In merito, tramite una serie di interviste a persone che, a vario titolo, si occupano di questi temi in Italia, si è arrivati alla comune conclusione che un processo virtuoso di inserimento sociale ed economico degli immigrati adulti dovrebbe porre le proprie basi sulla formazione e lo sviluppo delle competenze e in generale del capitale umano e delle eque opportunità per gli immigrati. Il pedagogista Umberto Margiotta, in merito, suggerisce che occorrerebbe strutturare un sistema basato, appunto, sul già citato concetto di “capacitazione” di Sen, che miri a mettere il soggetto nelle condizioni di esigere la realizzazione dei propri diritti sociali, tra cui anche il diritto di apprendere. Egli sostiene infatti che «occorre piuttosto pensare che la formazione produce autorealizzazione del sé nella misura in cui si dimostri capace di formare le nuove generazioni non a cercare lavoro ma a creare nuovo lavoro per sé e per gli altri»[10].
In tale contesto, l’apprendimento adulto rappresenterebbe dunque un «veicolo di empowerment e di attivazione delle capacitazioni dei soggetti». Di conseguenza, l’obiettivo dei sistemi di accoglienza e inclusione nazionali dovrebbe essere quello di rendere ogni soggetto «in grado di fare la sua parte, partecipando alla vita economica, sociale e politica del suo paese: di sostenerlo nell’acquisizione di capacità atte a fronteggiare le situazioni, agire con consapevolezza ed efficacia, realizzare il proprio desiderio di autonomia e di autodeterminazione. In una parola sviluppando il suo empowerment, a diversi livelli. […] Se si lascia, però, al singolo, tutta la responsabilità per la sua attivazione, si amplificano le differenze tra quanti sono in grado o meno di essere attivati».
Inoltre, da quanto emerso dall’analisi di una serie di esperienze empiriche di formazione professionale in contesto migratorio, risulta evidente che la formazione da sola non possa assicurare l’inclusione sociale dei cittadini, ma debba essere inserita in una rete di servizi e supporto più ampia e integrata.
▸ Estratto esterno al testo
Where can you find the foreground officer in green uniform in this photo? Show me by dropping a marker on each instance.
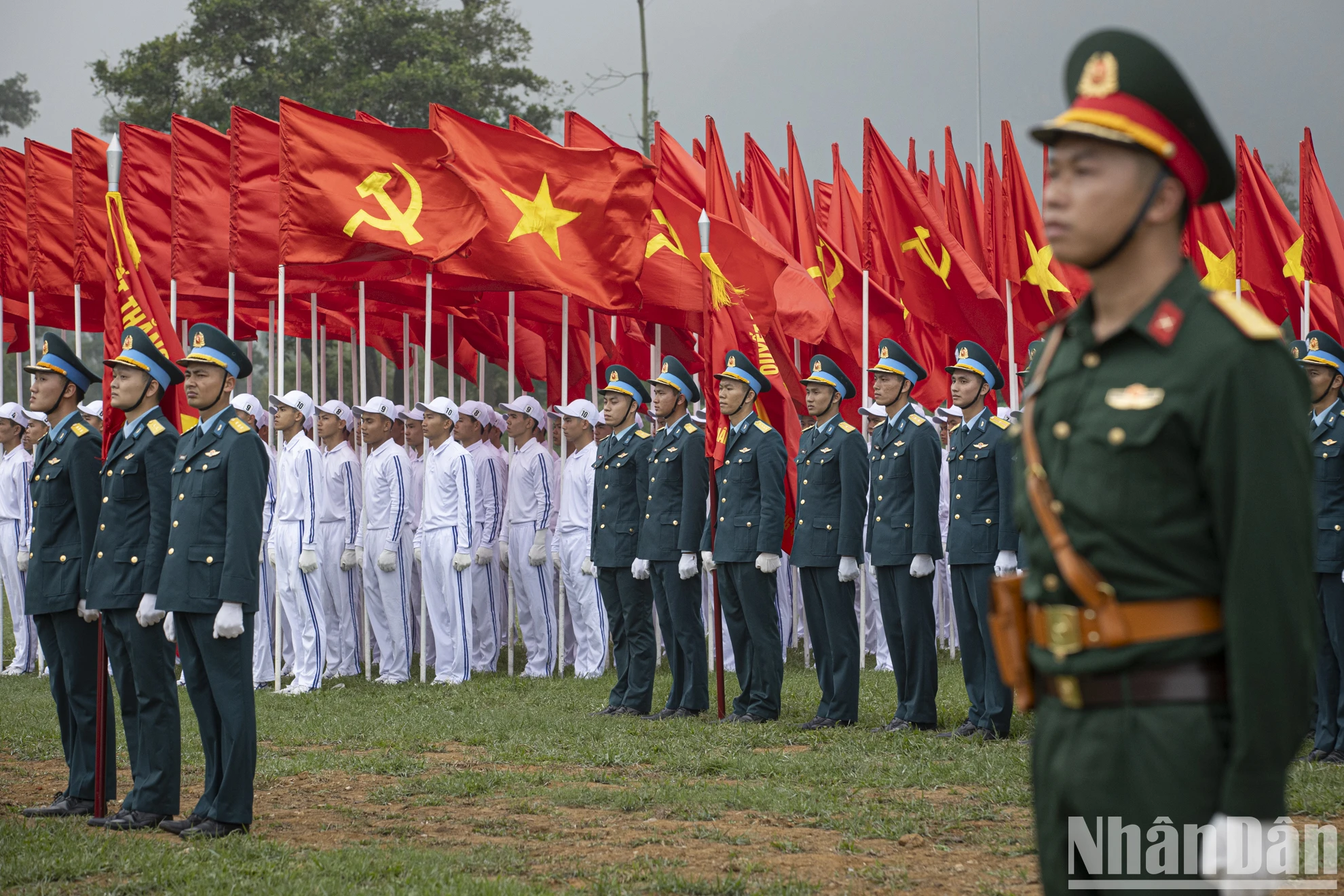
(1322, 362)
(128, 559)
(747, 538)
(621, 472)
(65, 519)
(1164, 451)
(208, 580)
(905, 538)
(828, 540)
(673, 520)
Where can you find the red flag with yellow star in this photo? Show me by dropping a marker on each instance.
(572, 221)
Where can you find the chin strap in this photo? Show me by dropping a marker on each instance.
(1134, 226)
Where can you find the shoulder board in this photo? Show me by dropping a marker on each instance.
(1245, 316)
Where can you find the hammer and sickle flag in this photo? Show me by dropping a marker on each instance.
(362, 191)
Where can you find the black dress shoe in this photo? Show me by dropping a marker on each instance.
(134, 820)
(182, 824)
(211, 829)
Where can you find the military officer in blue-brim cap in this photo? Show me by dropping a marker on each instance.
(828, 539)
(65, 519)
(905, 538)
(130, 553)
(982, 536)
(673, 520)
(1322, 363)
(745, 538)
(208, 582)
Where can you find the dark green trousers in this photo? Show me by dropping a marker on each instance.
(683, 635)
(749, 613)
(70, 646)
(147, 684)
(1132, 764)
(834, 629)
(218, 673)
(629, 613)
(908, 618)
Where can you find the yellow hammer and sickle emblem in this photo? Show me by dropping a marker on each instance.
(927, 256)
(836, 274)
(403, 222)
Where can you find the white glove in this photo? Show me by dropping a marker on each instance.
(921, 566)
(537, 554)
(768, 563)
(148, 613)
(687, 567)
(848, 570)
(229, 621)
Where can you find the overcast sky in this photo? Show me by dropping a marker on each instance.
(1264, 70)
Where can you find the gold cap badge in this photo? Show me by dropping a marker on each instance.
(1101, 75)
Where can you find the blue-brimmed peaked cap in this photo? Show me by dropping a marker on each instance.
(971, 356)
(210, 346)
(893, 359)
(1322, 348)
(58, 358)
(140, 352)
(624, 382)
(827, 373)
(673, 374)
(739, 367)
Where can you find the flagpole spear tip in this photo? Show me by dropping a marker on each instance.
(113, 164)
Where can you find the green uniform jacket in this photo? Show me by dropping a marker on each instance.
(679, 481)
(750, 503)
(132, 539)
(65, 517)
(217, 495)
(832, 495)
(1178, 451)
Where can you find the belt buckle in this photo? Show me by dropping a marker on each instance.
(1069, 692)
(1064, 631)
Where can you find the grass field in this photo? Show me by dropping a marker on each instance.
(503, 786)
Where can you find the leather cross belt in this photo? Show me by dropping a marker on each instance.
(1193, 682)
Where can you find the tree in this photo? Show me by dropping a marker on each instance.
(18, 107)
(390, 58)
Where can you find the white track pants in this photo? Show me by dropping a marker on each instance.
(15, 583)
(340, 601)
(448, 603)
(585, 606)
(536, 599)
(388, 597)
(301, 601)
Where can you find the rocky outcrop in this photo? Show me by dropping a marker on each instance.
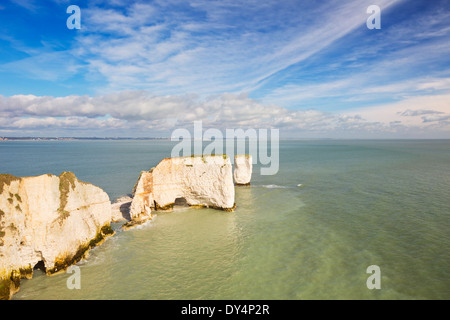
(50, 221)
(204, 181)
(242, 169)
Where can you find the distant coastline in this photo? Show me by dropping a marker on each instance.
(72, 138)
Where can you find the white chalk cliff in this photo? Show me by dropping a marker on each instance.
(52, 220)
(205, 181)
(242, 169)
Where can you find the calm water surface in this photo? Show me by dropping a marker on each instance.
(361, 203)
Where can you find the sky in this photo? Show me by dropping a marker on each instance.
(312, 69)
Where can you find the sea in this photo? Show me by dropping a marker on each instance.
(314, 230)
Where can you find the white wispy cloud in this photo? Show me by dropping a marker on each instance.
(140, 113)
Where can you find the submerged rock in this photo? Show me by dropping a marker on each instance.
(50, 221)
(242, 169)
(204, 181)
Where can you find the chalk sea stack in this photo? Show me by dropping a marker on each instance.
(243, 169)
(203, 181)
(48, 221)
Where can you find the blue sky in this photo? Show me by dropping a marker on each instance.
(143, 68)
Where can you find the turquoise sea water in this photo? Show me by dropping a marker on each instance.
(361, 203)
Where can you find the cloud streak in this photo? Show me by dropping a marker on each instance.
(141, 114)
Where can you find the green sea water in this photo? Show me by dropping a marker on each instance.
(360, 203)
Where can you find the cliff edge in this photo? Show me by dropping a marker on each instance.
(50, 221)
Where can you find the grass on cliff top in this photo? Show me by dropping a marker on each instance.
(6, 179)
(66, 182)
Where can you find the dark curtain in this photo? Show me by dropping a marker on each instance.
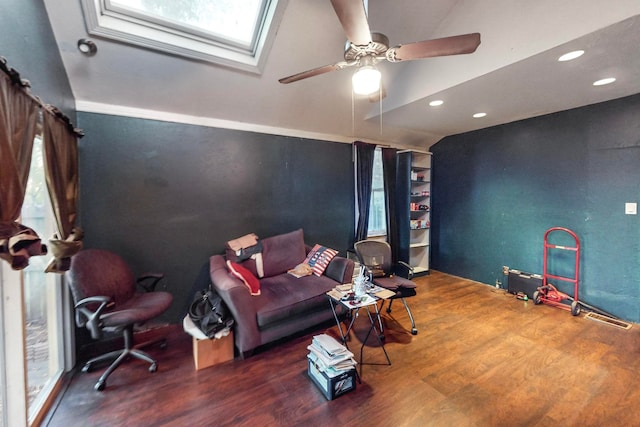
(390, 182)
(364, 177)
(61, 170)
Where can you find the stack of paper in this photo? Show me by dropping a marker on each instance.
(329, 355)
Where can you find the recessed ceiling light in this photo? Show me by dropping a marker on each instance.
(603, 82)
(87, 47)
(571, 55)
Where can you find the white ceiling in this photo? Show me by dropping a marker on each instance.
(513, 75)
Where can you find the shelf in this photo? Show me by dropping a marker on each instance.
(419, 270)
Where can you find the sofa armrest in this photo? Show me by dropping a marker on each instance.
(238, 299)
(340, 269)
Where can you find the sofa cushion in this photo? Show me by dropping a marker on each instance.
(282, 252)
(247, 277)
(284, 297)
(319, 258)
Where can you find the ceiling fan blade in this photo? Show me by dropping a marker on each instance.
(456, 45)
(353, 18)
(315, 72)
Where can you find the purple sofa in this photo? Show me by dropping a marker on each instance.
(286, 304)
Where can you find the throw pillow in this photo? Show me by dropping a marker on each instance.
(319, 258)
(246, 276)
(282, 252)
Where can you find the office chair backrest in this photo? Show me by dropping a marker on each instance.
(97, 272)
(375, 254)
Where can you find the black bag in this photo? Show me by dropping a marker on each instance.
(209, 313)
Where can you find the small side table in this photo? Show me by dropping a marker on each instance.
(354, 309)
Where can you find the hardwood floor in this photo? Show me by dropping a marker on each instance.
(481, 358)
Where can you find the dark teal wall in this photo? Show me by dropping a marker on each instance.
(27, 42)
(496, 191)
(167, 196)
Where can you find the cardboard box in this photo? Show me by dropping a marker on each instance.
(335, 386)
(519, 281)
(211, 352)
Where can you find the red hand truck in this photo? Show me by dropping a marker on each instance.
(547, 293)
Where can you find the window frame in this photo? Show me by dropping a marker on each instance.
(133, 27)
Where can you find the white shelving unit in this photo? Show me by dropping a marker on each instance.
(420, 211)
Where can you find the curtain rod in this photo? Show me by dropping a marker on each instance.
(14, 77)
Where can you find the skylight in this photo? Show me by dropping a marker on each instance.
(234, 33)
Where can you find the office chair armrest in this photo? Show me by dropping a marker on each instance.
(85, 317)
(148, 281)
(409, 269)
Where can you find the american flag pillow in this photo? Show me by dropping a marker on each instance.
(319, 258)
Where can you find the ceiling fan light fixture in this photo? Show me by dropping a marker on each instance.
(366, 80)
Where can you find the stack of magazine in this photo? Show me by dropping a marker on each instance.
(329, 356)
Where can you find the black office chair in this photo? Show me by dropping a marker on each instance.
(375, 255)
(106, 300)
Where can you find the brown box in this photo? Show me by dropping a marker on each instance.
(211, 352)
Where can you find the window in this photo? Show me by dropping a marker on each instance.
(235, 33)
(377, 210)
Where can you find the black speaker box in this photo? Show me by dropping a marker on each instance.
(519, 281)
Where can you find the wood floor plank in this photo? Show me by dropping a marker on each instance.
(481, 358)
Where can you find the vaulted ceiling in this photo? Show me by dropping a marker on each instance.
(514, 74)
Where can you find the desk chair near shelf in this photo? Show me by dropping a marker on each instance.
(106, 300)
(354, 311)
(376, 256)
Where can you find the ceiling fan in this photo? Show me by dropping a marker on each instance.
(364, 49)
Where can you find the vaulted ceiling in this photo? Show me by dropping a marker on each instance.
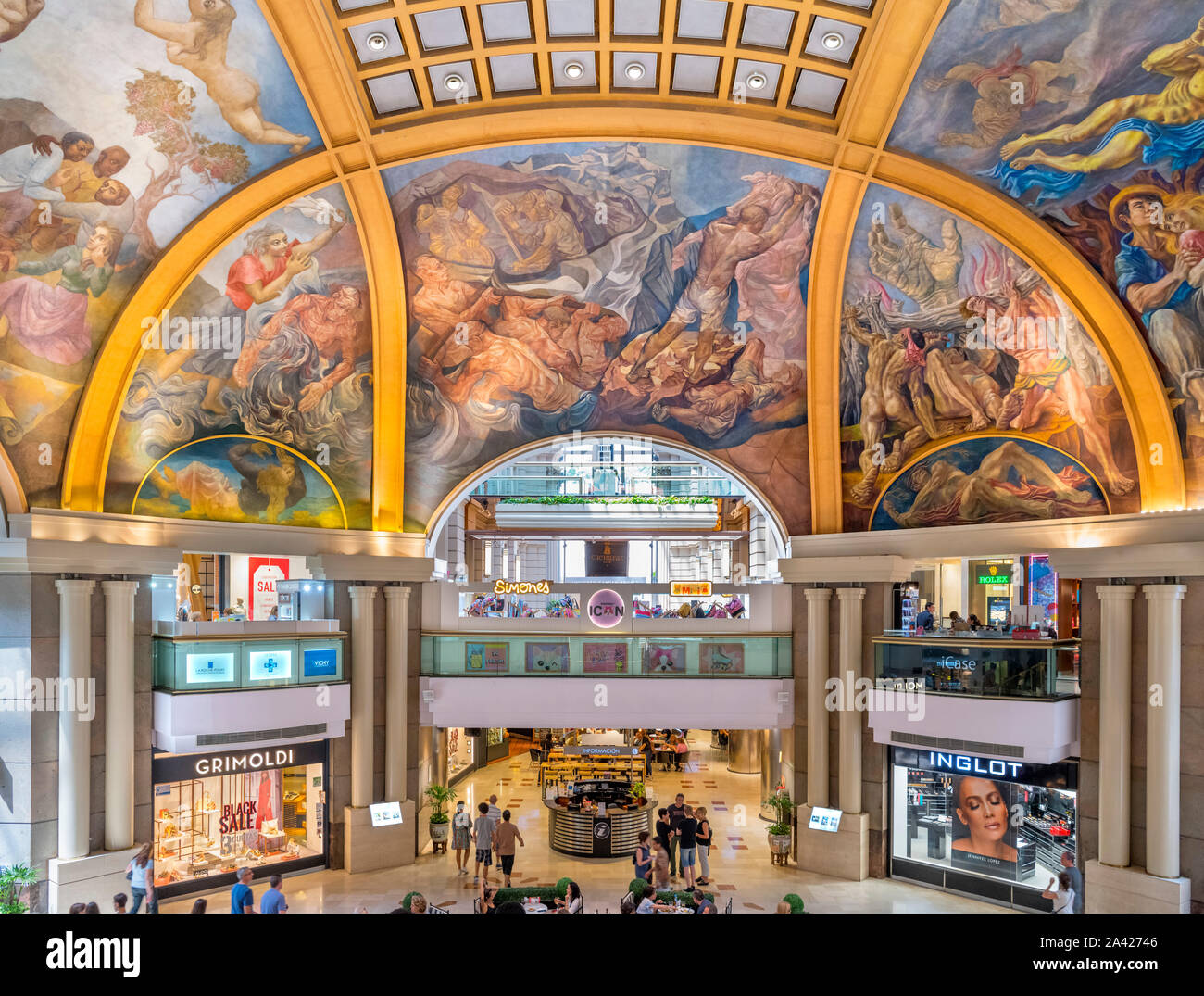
(897, 115)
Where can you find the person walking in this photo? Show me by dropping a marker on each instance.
(483, 839)
(461, 838)
(660, 864)
(242, 899)
(141, 875)
(687, 850)
(1075, 876)
(677, 813)
(273, 899)
(505, 835)
(642, 858)
(703, 838)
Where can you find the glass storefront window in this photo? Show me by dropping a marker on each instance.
(1000, 819)
(220, 820)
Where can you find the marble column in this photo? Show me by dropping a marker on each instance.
(1115, 710)
(119, 718)
(851, 599)
(395, 691)
(75, 734)
(362, 694)
(818, 771)
(1163, 650)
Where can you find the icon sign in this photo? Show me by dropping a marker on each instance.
(606, 609)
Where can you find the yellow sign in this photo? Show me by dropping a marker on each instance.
(521, 586)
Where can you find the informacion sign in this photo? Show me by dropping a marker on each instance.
(208, 669)
(385, 813)
(825, 819)
(270, 665)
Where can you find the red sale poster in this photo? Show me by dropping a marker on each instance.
(263, 573)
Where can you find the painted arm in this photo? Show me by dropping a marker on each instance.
(168, 31)
(1179, 58)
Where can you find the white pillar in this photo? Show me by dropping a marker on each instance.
(1163, 647)
(75, 735)
(818, 770)
(362, 694)
(850, 719)
(119, 719)
(1115, 695)
(395, 687)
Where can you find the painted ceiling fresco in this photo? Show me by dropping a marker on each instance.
(947, 335)
(654, 289)
(120, 120)
(271, 342)
(1090, 113)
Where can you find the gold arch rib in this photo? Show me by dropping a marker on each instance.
(850, 145)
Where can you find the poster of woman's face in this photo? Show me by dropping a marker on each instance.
(984, 838)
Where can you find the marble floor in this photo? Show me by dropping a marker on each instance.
(739, 864)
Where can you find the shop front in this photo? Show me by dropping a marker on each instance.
(985, 826)
(217, 812)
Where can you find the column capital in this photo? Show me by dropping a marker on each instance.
(1164, 593)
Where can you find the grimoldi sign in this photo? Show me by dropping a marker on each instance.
(182, 767)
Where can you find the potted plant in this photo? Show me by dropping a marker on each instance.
(13, 882)
(781, 830)
(438, 798)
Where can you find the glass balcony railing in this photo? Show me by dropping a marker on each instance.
(999, 669)
(446, 655)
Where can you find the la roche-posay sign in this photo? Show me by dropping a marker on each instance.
(208, 669)
(270, 665)
(606, 609)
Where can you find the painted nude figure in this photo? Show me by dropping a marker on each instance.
(1181, 101)
(200, 46)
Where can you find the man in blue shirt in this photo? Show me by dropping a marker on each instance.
(1171, 300)
(273, 899)
(242, 900)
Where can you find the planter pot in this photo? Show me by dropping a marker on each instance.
(779, 843)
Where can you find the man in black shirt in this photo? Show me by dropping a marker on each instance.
(677, 813)
(687, 844)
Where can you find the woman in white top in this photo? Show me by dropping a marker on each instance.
(141, 875)
(1062, 896)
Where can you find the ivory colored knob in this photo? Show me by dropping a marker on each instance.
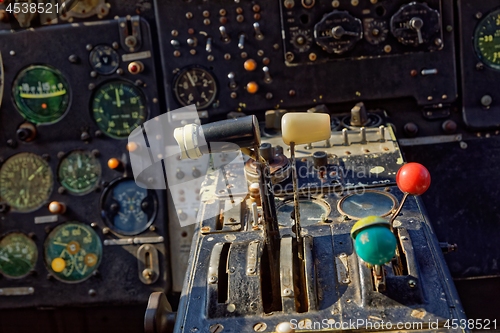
(303, 128)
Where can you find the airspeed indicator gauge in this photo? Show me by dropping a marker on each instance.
(41, 94)
(487, 40)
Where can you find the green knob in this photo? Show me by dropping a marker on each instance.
(373, 240)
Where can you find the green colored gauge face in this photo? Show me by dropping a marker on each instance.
(18, 255)
(79, 172)
(127, 208)
(41, 94)
(73, 252)
(487, 40)
(25, 182)
(118, 107)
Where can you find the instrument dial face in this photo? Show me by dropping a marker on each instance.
(73, 252)
(79, 172)
(358, 206)
(104, 59)
(487, 40)
(41, 94)
(25, 182)
(195, 86)
(127, 208)
(18, 255)
(118, 107)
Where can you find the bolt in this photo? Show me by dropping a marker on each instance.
(260, 327)
(73, 59)
(216, 328)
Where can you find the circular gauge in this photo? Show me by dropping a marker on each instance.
(25, 182)
(118, 107)
(487, 40)
(338, 32)
(18, 255)
(376, 31)
(41, 94)
(415, 24)
(311, 212)
(358, 206)
(73, 252)
(127, 208)
(79, 172)
(195, 86)
(104, 59)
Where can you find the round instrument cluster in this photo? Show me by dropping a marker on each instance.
(487, 39)
(127, 208)
(41, 94)
(73, 252)
(79, 172)
(26, 182)
(18, 255)
(118, 107)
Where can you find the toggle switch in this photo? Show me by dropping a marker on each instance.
(208, 46)
(224, 35)
(258, 33)
(56, 207)
(241, 42)
(267, 76)
(232, 82)
(250, 65)
(252, 87)
(114, 163)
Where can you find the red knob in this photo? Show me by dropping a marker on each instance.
(413, 178)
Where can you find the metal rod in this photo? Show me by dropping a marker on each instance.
(296, 197)
(396, 213)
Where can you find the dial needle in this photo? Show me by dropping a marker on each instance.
(118, 102)
(190, 79)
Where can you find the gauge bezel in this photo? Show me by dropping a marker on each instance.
(58, 73)
(59, 179)
(475, 45)
(106, 82)
(110, 225)
(91, 53)
(179, 75)
(11, 232)
(15, 209)
(48, 265)
(352, 217)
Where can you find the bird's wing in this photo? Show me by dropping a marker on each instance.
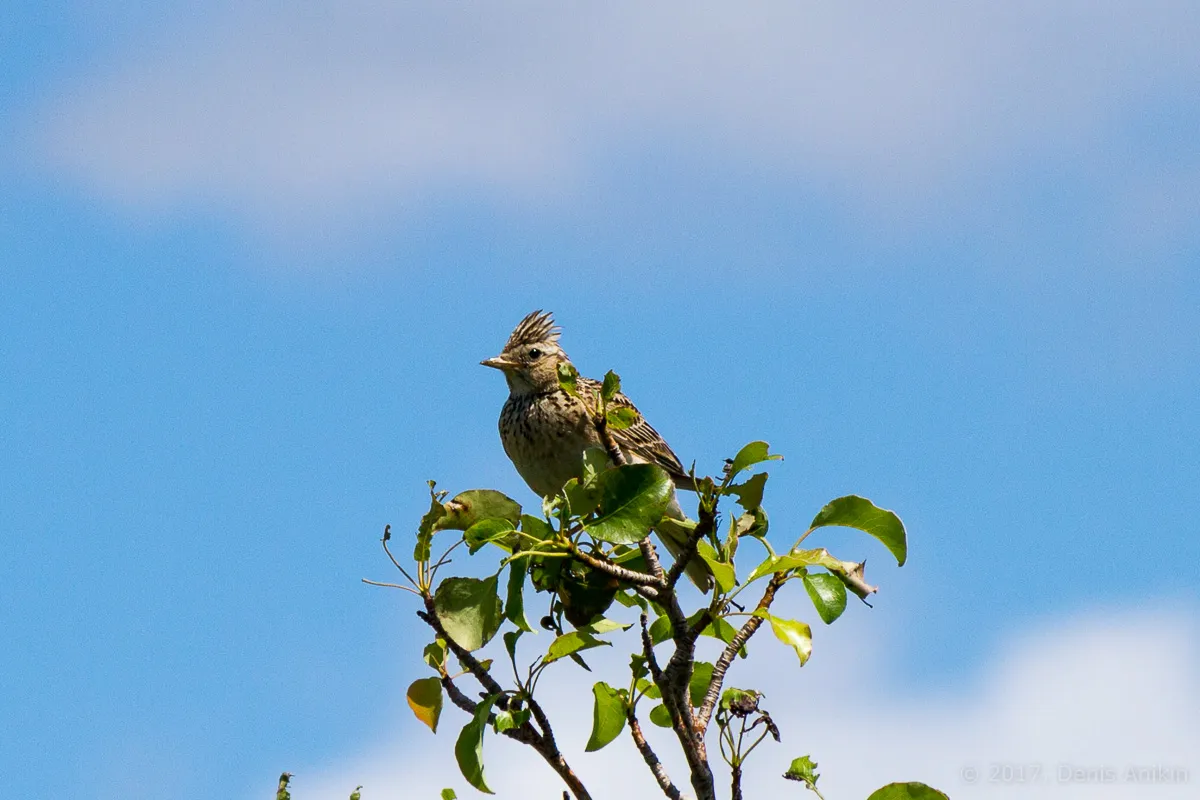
(641, 439)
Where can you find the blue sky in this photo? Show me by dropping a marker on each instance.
(251, 260)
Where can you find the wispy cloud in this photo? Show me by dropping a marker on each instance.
(345, 103)
(1102, 693)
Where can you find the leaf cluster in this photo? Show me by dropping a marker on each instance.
(588, 559)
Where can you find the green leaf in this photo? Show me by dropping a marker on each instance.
(607, 716)
(853, 511)
(701, 677)
(803, 769)
(569, 378)
(801, 560)
(537, 527)
(828, 594)
(421, 552)
(571, 643)
(435, 654)
(637, 666)
(753, 453)
(723, 631)
(489, 530)
(721, 571)
(660, 630)
(604, 625)
(510, 644)
(660, 716)
(468, 609)
(619, 419)
(610, 386)
(907, 792)
(468, 507)
(633, 499)
(425, 699)
(595, 461)
(749, 492)
(796, 635)
(468, 750)
(514, 603)
(581, 498)
(754, 523)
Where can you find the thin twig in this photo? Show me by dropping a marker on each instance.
(543, 743)
(390, 585)
(651, 758)
(703, 528)
(615, 570)
(723, 663)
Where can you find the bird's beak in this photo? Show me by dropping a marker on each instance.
(499, 362)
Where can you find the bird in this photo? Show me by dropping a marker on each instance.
(545, 429)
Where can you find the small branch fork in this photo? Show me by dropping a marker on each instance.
(543, 740)
(688, 723)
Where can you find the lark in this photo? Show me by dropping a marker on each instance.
(545, 429)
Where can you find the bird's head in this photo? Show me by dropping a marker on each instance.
(531, 358)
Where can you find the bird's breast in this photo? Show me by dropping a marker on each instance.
(545, 437)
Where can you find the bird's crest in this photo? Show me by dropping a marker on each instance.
(538, 326)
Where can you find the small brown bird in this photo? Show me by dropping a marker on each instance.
(545, 431)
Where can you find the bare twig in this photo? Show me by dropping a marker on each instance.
(390, 585)
(652, 759)
(703, 528)
(543, 743)
(723, 663)
(616, 570)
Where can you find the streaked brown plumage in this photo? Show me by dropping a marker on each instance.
(545, 431)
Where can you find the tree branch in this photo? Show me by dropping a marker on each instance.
(703, 528)
(527, 734)
(616, 570)
(652, 759)
(723, 663)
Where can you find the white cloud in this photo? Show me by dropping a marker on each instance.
(340, 104)
(1101, 693)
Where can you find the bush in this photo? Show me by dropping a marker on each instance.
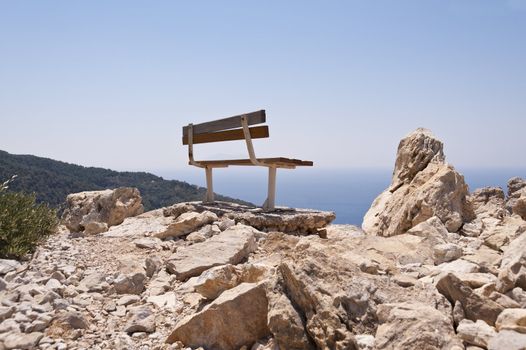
(23, 223)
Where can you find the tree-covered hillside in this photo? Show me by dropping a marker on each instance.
(53, 180)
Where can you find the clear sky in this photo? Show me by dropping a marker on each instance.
(110, 83)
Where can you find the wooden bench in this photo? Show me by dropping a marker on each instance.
(237, 128)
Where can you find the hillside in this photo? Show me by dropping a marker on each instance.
(53, 180)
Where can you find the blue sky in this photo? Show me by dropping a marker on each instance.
(110, 83)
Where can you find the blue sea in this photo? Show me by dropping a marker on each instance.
(348, 192)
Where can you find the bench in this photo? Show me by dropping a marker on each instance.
(237, 128)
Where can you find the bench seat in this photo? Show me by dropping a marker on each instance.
(270, 161)
(234, 128)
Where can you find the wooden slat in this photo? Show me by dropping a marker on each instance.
(257, 132)
(257, 117)
(270, 161)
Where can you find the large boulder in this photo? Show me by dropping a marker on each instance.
(513, 266)
(231, 246)
(336, 298)
(95, 211)
(516, 203)
(423, 186)
(186, 223)
(237, 318)
(414, 326)
(475, 306)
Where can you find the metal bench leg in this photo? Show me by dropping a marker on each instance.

Andrebbero quindi sviluppati, a livello nazionale prima ed europeo poi, dei modelli che siano in grado di coinvolgere a vario titolo attori diversi (cittadini, organizzazioni del terzo settore, imprese private, enti pubblici, istituzioni internazionali) al fine di creare delle reti di cooperazione e supporto.
In ultima analisi, ciò che il mio lavoro ha voluto evidenziare è dunque la fondamentale considerazione secondo cui il successo dei percorsi di integrazione e inclusione sociale di cittadini stranieri è anzitutto il risultato di uno sforzo comune, che riguarda tanto i migranti quanto le comunità che accolgono.
Dialoghi Mediterranei, n. 38, luglio 2019
[*] Il seguente testo è stato estratto dalla mia tesi “L’imprenditorialità come competenza per l’integrazione sociale e lavorativa degli immigrati. Orientamento, formazione e incubazione d’impresa: analisi del contesto italiano”, discussa in data 25 marzo 2019 presso l’Università di Torino.
Note
[1] Ambrosini, M., (2005), Sociologia delle migrazioni, Bologna, Il Mulino: 57.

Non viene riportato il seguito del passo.